Un contexte qui désinhibe les esprits fragiles

Il a néanmoins reçu beaucoup de soutiens, de ses collègues, de syndicalistes, mais également du maire (PCF) de la ville, Philippe Bouyssou, régulièrement présent sur les piquets depuis le 5 décembre. Interrogé sur la question, l’édile regrette une tension croissante : « Contrairement au début de la grève où, sur notre ville, la relation entre les forces de l’ordre et les grévistes était bon enfant, notamment lors des interventions pour les déblocages du dépôt, le ton change depuis une semaine et demi. On assiste à une véritable montée en chauffe des policiers. Les grévistes se font gazer et malmener. Au quotidien, les violences policières montent d’un cran. J’y vois également la responsabilité de certains médias qui tentent de monter la population contre les grévistes. Ce contexte désinhibe les esprits fragiles qui y voient une légitimité à leurs actes violents. »
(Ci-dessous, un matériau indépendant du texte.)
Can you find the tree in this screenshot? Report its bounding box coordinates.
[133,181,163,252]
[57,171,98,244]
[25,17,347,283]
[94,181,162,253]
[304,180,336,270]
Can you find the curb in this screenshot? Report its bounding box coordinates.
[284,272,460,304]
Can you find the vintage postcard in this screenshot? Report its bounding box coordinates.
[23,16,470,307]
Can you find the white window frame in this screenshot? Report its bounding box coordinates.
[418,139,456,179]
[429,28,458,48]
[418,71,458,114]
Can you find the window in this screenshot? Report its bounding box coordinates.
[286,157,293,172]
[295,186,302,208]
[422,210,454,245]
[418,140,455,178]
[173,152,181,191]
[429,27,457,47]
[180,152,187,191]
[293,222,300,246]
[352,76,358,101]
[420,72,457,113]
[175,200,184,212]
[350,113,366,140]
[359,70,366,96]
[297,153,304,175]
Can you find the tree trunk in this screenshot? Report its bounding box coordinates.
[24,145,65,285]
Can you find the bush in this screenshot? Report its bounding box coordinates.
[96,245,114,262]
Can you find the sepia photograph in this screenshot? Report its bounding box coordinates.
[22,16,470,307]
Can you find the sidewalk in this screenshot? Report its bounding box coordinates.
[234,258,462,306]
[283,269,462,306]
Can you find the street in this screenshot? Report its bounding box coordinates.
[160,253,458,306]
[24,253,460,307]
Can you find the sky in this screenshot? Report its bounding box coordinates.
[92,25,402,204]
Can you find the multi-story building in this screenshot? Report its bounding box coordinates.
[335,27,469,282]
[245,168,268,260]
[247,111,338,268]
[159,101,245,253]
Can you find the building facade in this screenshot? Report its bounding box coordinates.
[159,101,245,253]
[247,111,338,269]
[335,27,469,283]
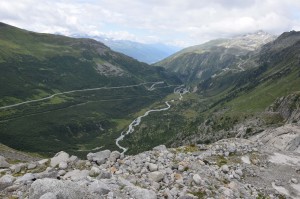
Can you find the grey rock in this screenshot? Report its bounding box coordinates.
[40,192,57,199]
[38,159,49,165]
[153,145,168,151]
[29,178,92,199]
[16,173,35,184]
[109,151,121,162]
[9,164,22,173]
[88,180,110,195]
[221,164,229,173]
[148,171,165,182]
[148,163,158,172]
[0,156,10,168]
[57,170,67,176]
[126,186,157,199]
[50,151,70,167]
[58,161,68,169]
[0,175,15,191]
[193,174,202,185]
[178,194,198,199]
[63,169,89,181]
[97,171,111,179]
[69,155,78,163]
[27,163,36,170]
[87,150,111,165]
[291,178,298,184]
[89,167,100,177]
[235,169,243,176]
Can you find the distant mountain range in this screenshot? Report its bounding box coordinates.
[0,23,181,154]
[73,35,181,64]
[0,23,300,161]
[154,31,276,82]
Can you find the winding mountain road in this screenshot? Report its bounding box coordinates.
[116,84,189,154]
[0,82,164,110]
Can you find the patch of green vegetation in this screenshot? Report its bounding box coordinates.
[256,193,270,199]
[189,191,206,199]
[217,156,228,167]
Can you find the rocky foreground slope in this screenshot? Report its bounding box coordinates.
[0,124,300,199]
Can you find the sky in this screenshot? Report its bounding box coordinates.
[0,0,300,47]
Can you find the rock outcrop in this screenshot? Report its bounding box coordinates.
[0,134,300,199]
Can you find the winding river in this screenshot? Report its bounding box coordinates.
[116,82,189,154]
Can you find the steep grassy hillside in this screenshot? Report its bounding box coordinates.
[0,23,180,157]
[120,32,300,153]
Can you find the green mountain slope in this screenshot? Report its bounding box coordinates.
[123,31,300,153]
[0,23,180,154]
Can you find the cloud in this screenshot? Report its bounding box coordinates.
[0,0,300,46]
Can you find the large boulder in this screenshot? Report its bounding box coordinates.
[88,180,110,195]
[50,151,70,167]
[63,169,89,181]
[126,186,157,199]
[87,150,111,165]
[109,151,121,162]
[0,175,15,191]
[0,155,10,168]
[16,173,36,184]
[29,178,93,199]
[148,171,165,182]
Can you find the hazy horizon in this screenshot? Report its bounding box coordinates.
[0,0,300,47]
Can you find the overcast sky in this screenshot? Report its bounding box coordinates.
[0,0,300,46]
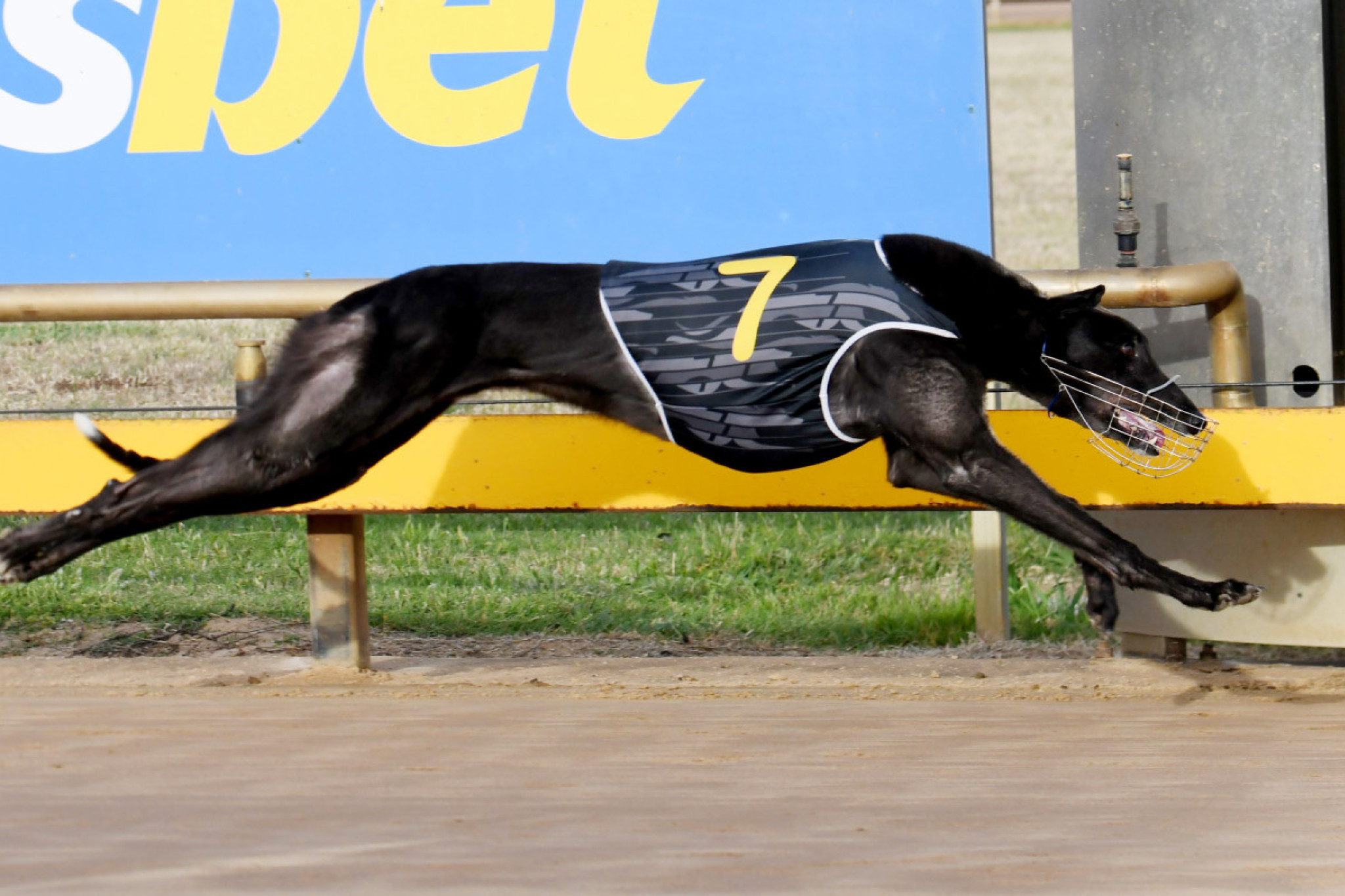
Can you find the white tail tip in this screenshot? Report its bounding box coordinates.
[74,414,102,442]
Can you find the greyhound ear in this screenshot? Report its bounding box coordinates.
[1050,286,1107,317]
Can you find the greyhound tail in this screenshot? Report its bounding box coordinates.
[74,414,163,473]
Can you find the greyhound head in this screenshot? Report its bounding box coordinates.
[1041,286,1213,477]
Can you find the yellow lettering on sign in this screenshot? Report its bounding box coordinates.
[128,0,361,156]
[569,0,705,140]
[364,0,556,146]
[720,255,799,362]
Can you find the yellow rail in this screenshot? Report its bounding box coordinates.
[0,408,1329,513]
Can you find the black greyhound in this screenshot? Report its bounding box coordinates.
[0,235,1260,631]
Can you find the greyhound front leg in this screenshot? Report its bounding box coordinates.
[888,431,1260,610]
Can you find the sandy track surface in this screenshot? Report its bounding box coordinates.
[0,654,1345,893]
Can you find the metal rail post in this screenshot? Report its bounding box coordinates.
[308,513,368,669]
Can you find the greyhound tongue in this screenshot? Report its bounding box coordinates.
[1114,407,1166,449]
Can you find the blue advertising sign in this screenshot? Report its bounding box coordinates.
[0,0,990,284]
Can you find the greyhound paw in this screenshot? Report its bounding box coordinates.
[1209,579,1262,611]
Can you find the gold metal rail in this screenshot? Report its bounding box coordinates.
[1021,262,1256,407]
[0,262,1254,407]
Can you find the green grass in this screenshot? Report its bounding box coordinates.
[0,513,1091,650]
L’élu ajoute cependant que sur le terrain, le soir des faits, les policiers sont intervenus très rapidement et ont fait leur travail. « Il y a une enquête et des auditions en cours, indique-t-il. L’affaire est prise au sérieux. Par ailleurs la surveillance du site a été renforcée. »

De son côté, la RATP interrogée sur cette affaire confirme les faits et rappelle qu’« elle condamne toutes formes de violence ». Elle affirme par ailleurs que le soutien juridique de l’entreprise a été apporté à Melik. La préfecture de police de Paris n’a pas répondu à nos sollicitations à l’heure où nous publions cet article.

De leur côté, Melik et ses collègues poursuivent le mouvement. Mais ils l’avouent, ils sont devenus « méfiants. » « Je regarde toujours en direction de l’immeuble, on est plus vigilant. », affirme Khaled. Lui et Romain envisagent de déposer plainte dans les prochains jours « car on nous a aussi tiré dessus, même si on n’a pas été blessé », conclut-il.

L’entretien se termine. Nous sommes jeudi, jour de manifestation. Certains vont rejoindre le cortège. Rebelote pour ceux qui passeront la nuit au dépôt, seront sur le piquet à 4h30, puis participeront à l’assemblée générale du lendemain.